Release International welcomes the decision by Pakistan Supreme Court to uphold acquittal of Asia Bibi. Calls for Pakistan to protect Asia and Christian minority, review cases of 200 other Christians behind bars and repeal blasphemy laws.
Release International welcomes the decision by the Pakistan Supreme Court to uphold the acquittal of Asia Bibi on false charges of blasphemy. Release warns of possible backlash and calls on Pakistan to protect its Christian minority.
‘We are delighted that the Supreme Court has stood firm over its principled and courageous decision to throw out the false blasphemy charges against Asia Bibi,’ says Release CEO Paul Robinson. ‘Anything else would have been giving in to extremism and handing Pakistan over to mob rule.’

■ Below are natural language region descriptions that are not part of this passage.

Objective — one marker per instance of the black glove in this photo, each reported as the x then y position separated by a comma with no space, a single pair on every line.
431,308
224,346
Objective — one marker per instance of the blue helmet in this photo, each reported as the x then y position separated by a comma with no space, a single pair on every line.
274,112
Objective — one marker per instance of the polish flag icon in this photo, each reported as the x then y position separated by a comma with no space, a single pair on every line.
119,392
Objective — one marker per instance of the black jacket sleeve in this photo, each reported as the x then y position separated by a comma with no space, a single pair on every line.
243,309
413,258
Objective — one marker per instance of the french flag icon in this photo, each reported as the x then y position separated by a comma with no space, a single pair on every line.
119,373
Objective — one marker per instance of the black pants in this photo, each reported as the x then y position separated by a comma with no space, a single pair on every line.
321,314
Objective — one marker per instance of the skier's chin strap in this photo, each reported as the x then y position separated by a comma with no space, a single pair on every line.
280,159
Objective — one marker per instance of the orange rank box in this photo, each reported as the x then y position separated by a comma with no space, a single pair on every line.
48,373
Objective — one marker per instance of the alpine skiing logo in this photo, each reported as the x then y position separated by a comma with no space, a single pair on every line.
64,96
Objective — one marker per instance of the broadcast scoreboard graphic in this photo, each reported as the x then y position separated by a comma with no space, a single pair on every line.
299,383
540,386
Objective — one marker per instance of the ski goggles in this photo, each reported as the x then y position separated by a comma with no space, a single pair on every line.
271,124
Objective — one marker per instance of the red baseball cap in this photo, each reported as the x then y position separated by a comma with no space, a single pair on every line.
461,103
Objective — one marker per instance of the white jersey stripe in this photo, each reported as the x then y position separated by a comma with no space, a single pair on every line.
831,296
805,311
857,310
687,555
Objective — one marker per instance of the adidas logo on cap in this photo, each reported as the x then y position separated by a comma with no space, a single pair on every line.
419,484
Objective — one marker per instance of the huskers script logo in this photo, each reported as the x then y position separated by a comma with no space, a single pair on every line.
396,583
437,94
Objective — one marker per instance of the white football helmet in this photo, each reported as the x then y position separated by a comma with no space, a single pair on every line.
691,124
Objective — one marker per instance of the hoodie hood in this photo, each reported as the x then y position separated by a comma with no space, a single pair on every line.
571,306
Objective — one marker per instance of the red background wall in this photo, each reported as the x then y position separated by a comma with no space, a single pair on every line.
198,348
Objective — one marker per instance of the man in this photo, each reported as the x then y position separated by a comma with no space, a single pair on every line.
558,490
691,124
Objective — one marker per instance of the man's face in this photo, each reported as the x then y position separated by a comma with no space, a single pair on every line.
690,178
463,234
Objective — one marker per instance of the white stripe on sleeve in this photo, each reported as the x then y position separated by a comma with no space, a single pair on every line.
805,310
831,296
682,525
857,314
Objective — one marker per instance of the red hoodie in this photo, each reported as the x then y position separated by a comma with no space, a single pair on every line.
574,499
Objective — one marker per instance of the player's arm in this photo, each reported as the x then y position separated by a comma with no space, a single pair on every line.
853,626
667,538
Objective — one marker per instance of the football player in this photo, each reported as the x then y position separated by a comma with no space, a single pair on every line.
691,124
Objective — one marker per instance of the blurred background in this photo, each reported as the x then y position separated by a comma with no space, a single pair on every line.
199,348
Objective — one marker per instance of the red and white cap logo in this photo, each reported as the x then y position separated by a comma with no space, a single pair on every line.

The decision, which ends Asia’s 10-year ordeal, was made amid tight security. It means she is now free to leave the country and seek asylum. Two of her daughters are reportedly already in Canada.

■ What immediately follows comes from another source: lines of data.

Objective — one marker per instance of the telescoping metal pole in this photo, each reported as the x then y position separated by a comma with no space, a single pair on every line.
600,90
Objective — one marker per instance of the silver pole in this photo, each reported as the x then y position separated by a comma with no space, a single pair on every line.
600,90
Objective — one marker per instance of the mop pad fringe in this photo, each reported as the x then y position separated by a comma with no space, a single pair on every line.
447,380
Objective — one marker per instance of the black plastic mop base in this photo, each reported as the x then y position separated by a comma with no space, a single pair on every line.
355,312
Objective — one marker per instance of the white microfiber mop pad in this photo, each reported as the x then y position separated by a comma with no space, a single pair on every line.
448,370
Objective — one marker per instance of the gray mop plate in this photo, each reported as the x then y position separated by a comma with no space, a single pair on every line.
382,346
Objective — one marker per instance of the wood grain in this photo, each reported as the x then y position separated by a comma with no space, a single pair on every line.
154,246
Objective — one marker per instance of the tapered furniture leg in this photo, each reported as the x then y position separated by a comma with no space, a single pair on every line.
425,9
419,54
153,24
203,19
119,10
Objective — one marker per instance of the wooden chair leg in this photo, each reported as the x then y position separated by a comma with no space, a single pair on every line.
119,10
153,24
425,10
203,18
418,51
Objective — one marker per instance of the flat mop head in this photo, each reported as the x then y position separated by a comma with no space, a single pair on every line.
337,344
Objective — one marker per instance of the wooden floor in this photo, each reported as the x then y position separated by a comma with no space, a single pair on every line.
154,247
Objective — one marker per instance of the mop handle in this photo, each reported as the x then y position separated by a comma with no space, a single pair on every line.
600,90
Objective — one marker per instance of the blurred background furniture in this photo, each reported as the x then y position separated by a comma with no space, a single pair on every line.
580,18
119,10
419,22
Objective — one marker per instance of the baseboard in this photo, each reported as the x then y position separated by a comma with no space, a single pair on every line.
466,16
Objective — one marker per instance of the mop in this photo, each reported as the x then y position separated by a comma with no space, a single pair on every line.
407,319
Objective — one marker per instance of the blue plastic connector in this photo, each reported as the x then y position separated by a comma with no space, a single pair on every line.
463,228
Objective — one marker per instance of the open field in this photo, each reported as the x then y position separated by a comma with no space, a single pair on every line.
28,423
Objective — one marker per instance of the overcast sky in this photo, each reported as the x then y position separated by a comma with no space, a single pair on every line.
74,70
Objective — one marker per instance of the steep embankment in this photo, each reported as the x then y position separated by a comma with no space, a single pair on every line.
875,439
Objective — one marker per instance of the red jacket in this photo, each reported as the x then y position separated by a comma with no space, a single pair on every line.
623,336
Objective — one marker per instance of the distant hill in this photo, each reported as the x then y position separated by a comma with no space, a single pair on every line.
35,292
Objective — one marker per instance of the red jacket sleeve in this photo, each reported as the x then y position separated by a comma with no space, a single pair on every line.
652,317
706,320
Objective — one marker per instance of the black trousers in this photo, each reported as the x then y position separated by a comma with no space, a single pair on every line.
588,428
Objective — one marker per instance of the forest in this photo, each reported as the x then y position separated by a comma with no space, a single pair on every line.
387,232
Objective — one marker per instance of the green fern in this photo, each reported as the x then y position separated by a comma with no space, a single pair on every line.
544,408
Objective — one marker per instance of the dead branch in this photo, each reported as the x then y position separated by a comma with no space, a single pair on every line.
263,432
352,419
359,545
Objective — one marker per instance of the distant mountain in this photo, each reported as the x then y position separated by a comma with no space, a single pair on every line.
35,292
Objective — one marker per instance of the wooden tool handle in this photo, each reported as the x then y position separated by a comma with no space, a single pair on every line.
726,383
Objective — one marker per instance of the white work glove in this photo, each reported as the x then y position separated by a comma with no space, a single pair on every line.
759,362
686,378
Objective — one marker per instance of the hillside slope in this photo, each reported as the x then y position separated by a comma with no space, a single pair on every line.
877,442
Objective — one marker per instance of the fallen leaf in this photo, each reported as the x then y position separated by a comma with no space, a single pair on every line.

Says Paul Robinson: ‘The government of Pakistan must now follow the lead of its Supreme Court and do the right thing. The government must:
- guarantee Asia’s safety,
- it must safeguard the Christian minority against mob reprisals by stepping up security against any suggestion of rioting and violence,
- and it must urgently review the case against every other prisoner who has been accused and jailed for blasphemy.

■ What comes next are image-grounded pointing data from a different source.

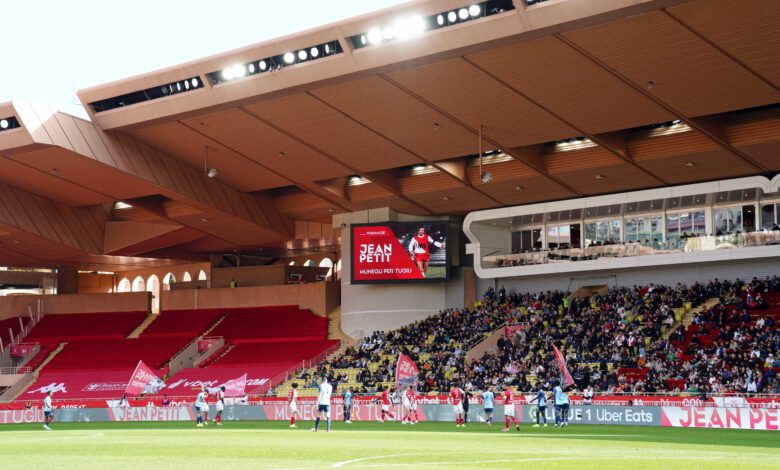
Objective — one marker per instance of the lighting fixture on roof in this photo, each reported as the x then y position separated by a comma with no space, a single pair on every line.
119,205
211,172
6,124
414,25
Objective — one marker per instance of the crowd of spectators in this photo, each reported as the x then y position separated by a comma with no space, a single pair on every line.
727,348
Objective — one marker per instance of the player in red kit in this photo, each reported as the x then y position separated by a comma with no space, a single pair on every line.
292,402
509,409
386,404
418,248
456,398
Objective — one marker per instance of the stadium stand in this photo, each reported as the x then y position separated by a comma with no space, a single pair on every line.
56,328
620,342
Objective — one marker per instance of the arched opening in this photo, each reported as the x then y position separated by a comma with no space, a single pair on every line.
168,280
139,285
153,286
327,263
124,286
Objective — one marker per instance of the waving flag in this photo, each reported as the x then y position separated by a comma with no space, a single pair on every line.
405,372
236,387
567,380
143,381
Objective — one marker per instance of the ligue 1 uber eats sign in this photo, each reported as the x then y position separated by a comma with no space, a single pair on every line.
399,252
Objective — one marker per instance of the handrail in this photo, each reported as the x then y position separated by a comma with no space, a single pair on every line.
15,370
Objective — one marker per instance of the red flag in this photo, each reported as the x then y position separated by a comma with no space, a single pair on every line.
143,381
567,380
405,372
236,387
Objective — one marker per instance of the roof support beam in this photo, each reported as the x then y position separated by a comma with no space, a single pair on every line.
721,141
594,137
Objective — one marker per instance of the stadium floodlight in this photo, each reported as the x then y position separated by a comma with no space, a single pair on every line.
409,27
239,70
374,36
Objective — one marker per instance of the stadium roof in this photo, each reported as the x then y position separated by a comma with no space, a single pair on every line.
570,98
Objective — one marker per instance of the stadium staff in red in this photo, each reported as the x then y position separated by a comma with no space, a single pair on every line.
418,248
456,398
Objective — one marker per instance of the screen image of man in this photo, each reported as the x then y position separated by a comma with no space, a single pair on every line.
420,251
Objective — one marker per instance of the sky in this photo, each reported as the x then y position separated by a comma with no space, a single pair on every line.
51,48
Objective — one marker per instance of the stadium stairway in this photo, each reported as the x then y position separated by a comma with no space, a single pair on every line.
214,325
687,317
144,324
334,332
49,358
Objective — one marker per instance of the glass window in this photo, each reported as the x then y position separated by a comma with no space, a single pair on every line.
767,216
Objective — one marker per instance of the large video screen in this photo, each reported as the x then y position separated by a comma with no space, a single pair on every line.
400,252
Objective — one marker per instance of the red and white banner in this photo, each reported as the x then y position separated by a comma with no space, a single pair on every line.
406,372
567,380
726,418
377,255
236,387
143,381
21,350
511,330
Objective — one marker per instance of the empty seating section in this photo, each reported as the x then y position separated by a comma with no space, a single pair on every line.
115,354
13,324
54,328
182,323
287,354
286,323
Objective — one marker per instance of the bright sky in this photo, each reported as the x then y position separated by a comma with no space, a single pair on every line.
50,48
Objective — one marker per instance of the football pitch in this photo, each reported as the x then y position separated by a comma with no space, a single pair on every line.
272,444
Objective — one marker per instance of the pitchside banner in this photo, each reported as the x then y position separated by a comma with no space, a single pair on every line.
396,251
724,418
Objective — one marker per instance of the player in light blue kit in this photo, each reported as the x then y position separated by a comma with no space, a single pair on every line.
200,403
323,404
541,407
561,407
487,401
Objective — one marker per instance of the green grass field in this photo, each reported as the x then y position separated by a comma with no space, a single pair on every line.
272,444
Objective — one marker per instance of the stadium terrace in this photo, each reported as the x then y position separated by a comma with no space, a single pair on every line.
497,233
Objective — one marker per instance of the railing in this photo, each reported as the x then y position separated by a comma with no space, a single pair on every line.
691,244
289,373
15,370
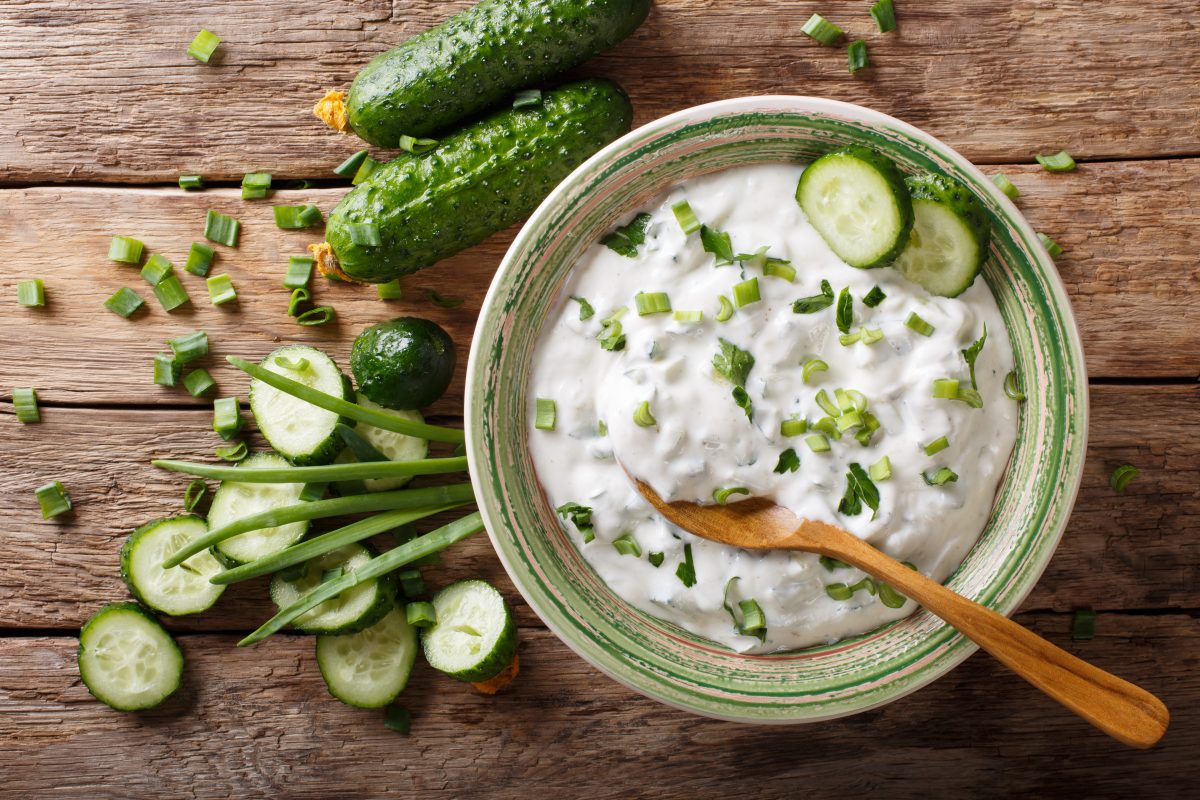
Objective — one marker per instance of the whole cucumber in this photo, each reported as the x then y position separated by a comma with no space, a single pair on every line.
479,180
478,59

‘Release partners in Pakistan say there are 218 other Christians who still face blasphemy charges – a disproportionate number of those accused. And when they are accused, individuals, families and entire communities face violence at the hands of vigilantes.’
The British Pakistani Christian Association believes nine out of ten Pakistanis still consider Asia Bibi to be a blasphemer, making her a target for assassination.
Adds Paul Robinson: ‘In the Asia Bibi case, the Supreme Court revealed what Release has been saying for years, that accusations of blasphemy can be malicious and built on lies, simply to settle scores. These blasphemy cases – and the blasphemy law itself – must now come under review.’
According to the BBC, since 1990 more than 70 people have been killed by lynch mobs after being accused of blasphemy. And Amnesty International describes a large increase in blasphemy cases since the 1980s: ‘According to [the National Commission for Justice and Peace] NCJP, a total of 633 Muslims, 494 Ahmadis, 187 Christians and 21 Hindus have been accused under various provisions on offences related to religion since 1987.’ Since that figure was compiled Release partners put the number of Christians higher at 218.
The influence of Islamist parties in Pakistan is growing.
Islamist parties are calling for a tightening of Sharia (Islamic law). At their most extreme, they are campaigning for a harder line against blasphemy. The Tehreek-e-Labbaik (TLP), is calling for blasphemers to be put to death. During the elections the party’s slogan was ‘Death to blasphemers’.
After the initial Supreme Court decision, TLP supporters flooded streets in several cities calling for Asia Bibi to be hanged and the government to be overthrown. After a long, tense standoff, the ringleaders were arrested.
TLP banners have depicted ‘holy warriors’ who have murdered alleged blasphemers. These include Mumtaz Qadri, the bodyguard who assassinated Punjab governor Salman Taseer after he called for the repeal of the country’s blasphemy laws.
In March 2011, the only Christian member of the cabinet was shot dead for backing his call to change the blasphemy laws. Minorities Minister Shahbaz Bhatti had earlier received death threats for speaking out. Even to want to discuss the blasphemy laws was, it seemed, an act of blasphemy.
Prime Minister Imran Khan has since apparently nailed his colours to the mast over the blasphemy laws. He said, ‘We are standing with article 295c and will defend it.’ 295c is the blasphemy clause that mandates the death penalty for any ‘imputation, insinuation or innuendo’ against Islam’s prophet Mohammed.
Release International, which supports persecuted Christians in Pakistan and around the world, has long campaigned for the repeal of the blasphemy laws. These notorious laws are often used to target minorities and to take out rivals.
Few accused of blasphemy can live in safety, even if they are acquitted. Extremist vigilantes see it as their religious duty to put them to death.
Christians face harassment in Pakistan in a variety of ways. Hundreds of women and girls are abducted each year, and many are forced into marriages with Muslim men. Christians are harassed for wearing religious symbols and have been targeted by Islamic State terrorists and the Taliban. The most extreme case was the Lahore bombing in Easter 2016 of a children’s play area, frequented by Christians.
Release is training Christian leaders in Pakistan and teaching villagers to stand firm against persecution and discrimination. Release is also producing and distributing radio programmes and video materials.
Through its international network of missions Release International is active in some 30 countries around the world, supporting pastors, Christian prisoners and their families; supplying Christian literature and Bibles, and working for justice.